Na carta aberta, os parakanãs afirmaram que "durante décadas estamos tentando regularizar nosso território tradicional pelas leis dos 'torias' (não indígenas) porém os governos sempre criam obstáculos".
"O dever de qualquer governo em respeitar a nossa cultura, tradição e território tradicional ocupado não é respeitado. O atual governo ainda tem indicado representantes de grandes latifundiários no poder, que estão interessados em reduzir nossos direitos, e desrespeitando a Constituição, pretendem vender terras públicas. Agora, em tempo que o mundo enfrenta uma pandemia, muitos não indígenas incentivados por discursos e atos de diversos políticos, aproveitam adentrar mais em nosso território na prática de crimes contra nosso povo e contra a nação brasileira", diz a carta aberta dos parakanãs.
Comemoração
Por outro lado, os não indígenas comemoraram a decisão do STF. Em um vídeo publicado nas redes sociais, o advogado e procurador da prefeitura de São Félix do Xingu, Igor Franco de Freitas, explicou que eles querem um outro laudo antropológico - o oficial, que integra o processo de demarcação, confirmou os limites da terra e os direitos dos indígenas sobre o território.
"O despacho [do STF] remete o processo para o núcleo de conciliação. Primeiramente será ouvida a União sobre essa possibilidade. E esse pedido nosso é tão somente para que nesse primeiro momento seja refeito o laudo antropológico. Porque nós, é de conhecimento de todos da região, que na questão Apyterewa, na sua grande extensão, não tem índio", disse o advogado nas redes sociais.
O que o advogado não explicou no vídeo é que os índios evitam circular na terra indígena justamente para que não ocorra um confronto com os invasores. Devido à presença dos invasores, os cerca de 500 parakanãs vivem acuados em uma pequena parcela da terra indígena. Eles evitam sair em caçadas mais longas porque temem encontrar os invasores no caminho.
"O ministro oportunizou e disse da necessidade do diálogo entre índios e não indígenas, nesse ato representado pela União", afirmou o advogado, no vídeo.
Em áudios distribuídos em grupos de aplicativos de telefones, moradores de São Félix do Xingu confirmam que o objetivo final é extinguir a homologação da terra indígena. "Nós conseguimos um despacho do ministro Gilmar Mendes no STF em que ele determina que o processo seja remetido para a conciliação. E nós pedimos, nessa conciliação, para que seja refeito o laudo antropológico. O laudo antropológico sendo refeito, cai por terra toda a questão Apyterewa, entendeu? Então isso foi uma conquista muito grande porque o próprio STF entendeu por bem a conciliação. Então isso foi uma conquista, um passo muito grande para o resultado final e positivo para cair por terra a homologação da questão Apyterewa", afirma um dos moradores.
'Avaliando o caso'
Procurada pela coluna, a AGU (Advocacia Geral da União) foi indagada sobre se está disposta a iniciar alguma "conciliação" entre ocupantes ilegais e indígenas.
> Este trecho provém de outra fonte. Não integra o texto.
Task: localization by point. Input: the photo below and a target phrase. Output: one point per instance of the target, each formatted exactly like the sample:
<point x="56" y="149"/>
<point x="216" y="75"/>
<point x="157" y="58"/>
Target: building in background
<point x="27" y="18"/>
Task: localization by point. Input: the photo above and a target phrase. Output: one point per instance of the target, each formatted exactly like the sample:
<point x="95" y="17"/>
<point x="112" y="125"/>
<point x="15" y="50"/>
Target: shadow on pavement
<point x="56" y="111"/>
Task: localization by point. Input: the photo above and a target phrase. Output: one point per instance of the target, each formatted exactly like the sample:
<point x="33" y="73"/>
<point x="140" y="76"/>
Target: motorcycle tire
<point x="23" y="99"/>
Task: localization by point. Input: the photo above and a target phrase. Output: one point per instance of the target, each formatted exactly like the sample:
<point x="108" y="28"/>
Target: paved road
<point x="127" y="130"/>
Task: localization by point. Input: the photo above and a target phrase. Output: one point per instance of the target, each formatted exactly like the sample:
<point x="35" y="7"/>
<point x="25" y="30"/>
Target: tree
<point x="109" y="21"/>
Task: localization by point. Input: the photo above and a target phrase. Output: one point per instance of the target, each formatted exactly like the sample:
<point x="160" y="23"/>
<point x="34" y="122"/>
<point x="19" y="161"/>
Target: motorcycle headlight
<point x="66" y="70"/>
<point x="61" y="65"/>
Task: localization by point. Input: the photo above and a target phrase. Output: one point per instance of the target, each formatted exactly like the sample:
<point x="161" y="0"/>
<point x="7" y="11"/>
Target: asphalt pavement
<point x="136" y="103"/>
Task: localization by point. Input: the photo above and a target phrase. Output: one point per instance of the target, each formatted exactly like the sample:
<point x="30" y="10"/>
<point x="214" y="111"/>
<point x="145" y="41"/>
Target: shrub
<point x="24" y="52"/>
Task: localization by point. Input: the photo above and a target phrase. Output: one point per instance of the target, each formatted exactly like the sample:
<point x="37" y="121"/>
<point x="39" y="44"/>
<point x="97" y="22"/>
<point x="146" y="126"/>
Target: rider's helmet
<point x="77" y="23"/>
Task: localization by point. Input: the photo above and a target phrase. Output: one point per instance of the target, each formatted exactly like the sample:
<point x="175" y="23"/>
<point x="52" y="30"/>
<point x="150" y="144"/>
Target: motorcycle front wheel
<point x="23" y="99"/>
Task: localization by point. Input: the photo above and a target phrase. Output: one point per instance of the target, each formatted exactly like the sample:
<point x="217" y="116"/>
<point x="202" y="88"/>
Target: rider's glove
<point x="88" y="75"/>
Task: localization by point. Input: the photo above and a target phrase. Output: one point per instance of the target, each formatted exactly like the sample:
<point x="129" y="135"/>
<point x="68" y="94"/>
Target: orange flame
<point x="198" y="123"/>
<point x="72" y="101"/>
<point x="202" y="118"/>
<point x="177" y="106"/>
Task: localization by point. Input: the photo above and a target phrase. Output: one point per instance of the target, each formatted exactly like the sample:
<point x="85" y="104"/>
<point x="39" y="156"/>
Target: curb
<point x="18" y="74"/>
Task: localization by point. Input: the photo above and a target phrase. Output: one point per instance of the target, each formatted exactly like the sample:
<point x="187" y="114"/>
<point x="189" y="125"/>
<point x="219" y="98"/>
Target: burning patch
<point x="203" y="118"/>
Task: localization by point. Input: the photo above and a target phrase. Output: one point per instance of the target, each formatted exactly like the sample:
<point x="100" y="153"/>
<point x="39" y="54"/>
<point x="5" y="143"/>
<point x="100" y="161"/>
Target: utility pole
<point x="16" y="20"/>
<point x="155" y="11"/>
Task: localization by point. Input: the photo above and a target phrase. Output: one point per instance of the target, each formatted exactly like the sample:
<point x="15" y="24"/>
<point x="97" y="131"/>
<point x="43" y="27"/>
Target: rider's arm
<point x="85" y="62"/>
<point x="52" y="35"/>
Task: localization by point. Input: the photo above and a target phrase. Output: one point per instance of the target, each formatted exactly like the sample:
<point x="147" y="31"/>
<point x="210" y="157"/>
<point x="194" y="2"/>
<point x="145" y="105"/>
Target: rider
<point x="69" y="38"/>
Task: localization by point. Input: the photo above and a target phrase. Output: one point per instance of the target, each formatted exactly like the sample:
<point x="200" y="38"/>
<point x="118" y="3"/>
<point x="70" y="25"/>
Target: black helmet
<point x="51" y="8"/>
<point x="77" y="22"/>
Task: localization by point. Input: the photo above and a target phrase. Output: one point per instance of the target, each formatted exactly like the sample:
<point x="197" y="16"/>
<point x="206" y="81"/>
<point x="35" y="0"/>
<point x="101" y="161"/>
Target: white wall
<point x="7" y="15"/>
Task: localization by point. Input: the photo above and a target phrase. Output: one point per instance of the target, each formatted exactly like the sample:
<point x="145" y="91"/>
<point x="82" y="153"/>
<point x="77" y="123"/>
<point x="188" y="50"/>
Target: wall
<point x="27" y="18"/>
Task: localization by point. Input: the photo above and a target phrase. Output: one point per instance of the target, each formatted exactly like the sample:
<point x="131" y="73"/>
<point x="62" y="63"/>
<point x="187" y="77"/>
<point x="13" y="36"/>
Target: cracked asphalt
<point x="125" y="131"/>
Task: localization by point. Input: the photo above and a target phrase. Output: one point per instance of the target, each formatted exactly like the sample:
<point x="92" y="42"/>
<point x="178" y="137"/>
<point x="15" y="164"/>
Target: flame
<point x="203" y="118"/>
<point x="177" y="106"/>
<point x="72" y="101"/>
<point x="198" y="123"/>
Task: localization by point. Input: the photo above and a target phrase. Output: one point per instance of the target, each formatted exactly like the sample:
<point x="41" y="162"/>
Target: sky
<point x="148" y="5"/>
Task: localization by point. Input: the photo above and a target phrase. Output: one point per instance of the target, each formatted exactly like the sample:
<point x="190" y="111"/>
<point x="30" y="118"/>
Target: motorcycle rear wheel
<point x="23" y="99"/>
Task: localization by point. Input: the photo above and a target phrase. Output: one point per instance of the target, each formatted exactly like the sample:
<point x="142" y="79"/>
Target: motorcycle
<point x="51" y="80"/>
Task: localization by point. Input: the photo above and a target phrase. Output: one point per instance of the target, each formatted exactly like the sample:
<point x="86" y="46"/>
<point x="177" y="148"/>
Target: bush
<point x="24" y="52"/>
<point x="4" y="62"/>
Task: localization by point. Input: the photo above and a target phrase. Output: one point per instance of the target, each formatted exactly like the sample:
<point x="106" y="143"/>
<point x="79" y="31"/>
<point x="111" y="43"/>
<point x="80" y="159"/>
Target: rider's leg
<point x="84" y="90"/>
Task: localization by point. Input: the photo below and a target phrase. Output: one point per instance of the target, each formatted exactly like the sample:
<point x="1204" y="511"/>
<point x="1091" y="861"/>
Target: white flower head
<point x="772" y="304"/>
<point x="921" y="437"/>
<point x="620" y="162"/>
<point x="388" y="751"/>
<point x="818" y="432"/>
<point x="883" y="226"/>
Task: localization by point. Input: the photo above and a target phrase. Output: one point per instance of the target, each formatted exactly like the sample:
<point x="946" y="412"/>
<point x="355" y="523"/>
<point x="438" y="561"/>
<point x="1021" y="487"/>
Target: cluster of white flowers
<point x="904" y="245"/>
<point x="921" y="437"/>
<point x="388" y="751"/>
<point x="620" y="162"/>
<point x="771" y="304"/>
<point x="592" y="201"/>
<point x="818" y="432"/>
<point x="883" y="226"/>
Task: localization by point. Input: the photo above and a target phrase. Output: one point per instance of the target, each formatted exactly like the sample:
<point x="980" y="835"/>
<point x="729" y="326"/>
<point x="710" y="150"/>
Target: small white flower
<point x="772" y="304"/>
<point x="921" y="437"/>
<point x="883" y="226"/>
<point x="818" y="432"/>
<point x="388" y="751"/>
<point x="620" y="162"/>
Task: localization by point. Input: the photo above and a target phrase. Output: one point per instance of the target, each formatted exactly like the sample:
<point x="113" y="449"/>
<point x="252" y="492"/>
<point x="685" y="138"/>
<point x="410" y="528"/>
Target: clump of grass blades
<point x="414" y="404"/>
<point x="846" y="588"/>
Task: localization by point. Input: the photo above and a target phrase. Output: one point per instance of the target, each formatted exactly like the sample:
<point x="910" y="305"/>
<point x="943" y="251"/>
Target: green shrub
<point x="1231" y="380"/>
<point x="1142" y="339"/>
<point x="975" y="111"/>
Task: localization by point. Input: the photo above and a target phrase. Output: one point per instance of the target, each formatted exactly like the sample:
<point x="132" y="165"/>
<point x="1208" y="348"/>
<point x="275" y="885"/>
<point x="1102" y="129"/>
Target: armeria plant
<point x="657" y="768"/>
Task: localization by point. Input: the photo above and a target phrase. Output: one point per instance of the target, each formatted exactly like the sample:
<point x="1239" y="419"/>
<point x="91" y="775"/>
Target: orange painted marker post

A resposta foi a seguinte: "A Advocacia-Geral da União está avaliando o caso”.
Também procurada pela coluna, a assessoria da Funai afirmou: "Demandas relacionadas a questões judiciais devem ser encaminhadas para a Advocacia-Geral da União, responsável pela representação dos órgãos do Poder Executivo Federal no âmbito judicial. A Funai ressalta que está sempre disposta ao entendimento, desde que obedecendo as normas legais”.
A assessoria da PGR (Procuradoria Geral da República) informou que o órgão não foi intimado sobre a decisão do STF e, por isso, não tem conhecimento de uma suposta tentativa de "conciliação”.
Procurado, o Ministério da Justiça não havia se manifestado até o fechamento deste texto.